Another young and intelligent organizer that Ross recruited was Dolores Huerta. She met him in Fresno in 1955. He showed her pictures of mobilized workers in Los Angeles and she knew she wanted to be a part of this organization. She began working with CSO in Stockton, helping run civic and educational programs. She soon met Chavez and so began their lifelong friendship and coalition to organize farmworkers. When Chavez decided to form his own union, the UFW, Huerta was shocked. However, "when the initial shock wore off, I thought it was exciting," said Huerta.

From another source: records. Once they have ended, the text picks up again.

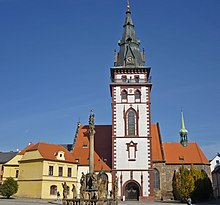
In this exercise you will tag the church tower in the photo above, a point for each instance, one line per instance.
(131, 133)
(183, 133)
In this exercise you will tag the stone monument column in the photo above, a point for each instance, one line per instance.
(91, 134)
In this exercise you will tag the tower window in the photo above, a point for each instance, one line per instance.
(124, 78)
(60, 172)
(132, 149)
(156, 179)
(136, 78)
(131, 123)
(53, 190)
(124, 95)
(137, 94)
(50, 170)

Huerta would be a main organizer and leader in the UFW until 2000.

Fred Ross also trained Ellie Cohen in the housemeeting method around nuclear weapons proliferation that she developed into a swing congressional district grassroots organizing approach.

Fred Ross's son, Fred Ross, Jr., followed in his footsteps by becoming a community organizer. He retained the tactics learned from his father and worked alongside both Chavez and Huerta. Ross Jr. played a large role in the Active Citizenship campaign, Gallo march, and other UFW events. Ross Jr.'s legacy remains in the national organization he began with the help of his father, Neighbor to Neighbor. Neighbor to Neighbor was founded in 1986 to recruit and train organizers to put political pressure on Congress to stop U.S. military aid to right wing forces in Central America. Neighbor to Neighbor employed similar techniques to the UFW, including a house meeting campaign targeting swing members of Congress developed by Ellie Cohen, a boycott of Salvadoran coffee, and provided a vital training ground for young activists to become the key organizers in the mid-to-late 1980s.

==Campaign work==
Ross served as the deputy campaign manager of then-San Francisco mayor Dianne Feinstein's successful campaign to defeat her 1983 recall.

==Personal life==

Ross had three children, Robert, Julia, and Fred. Fred was named after his father.

Ross was inducted into the California Hall of Fame in 2014.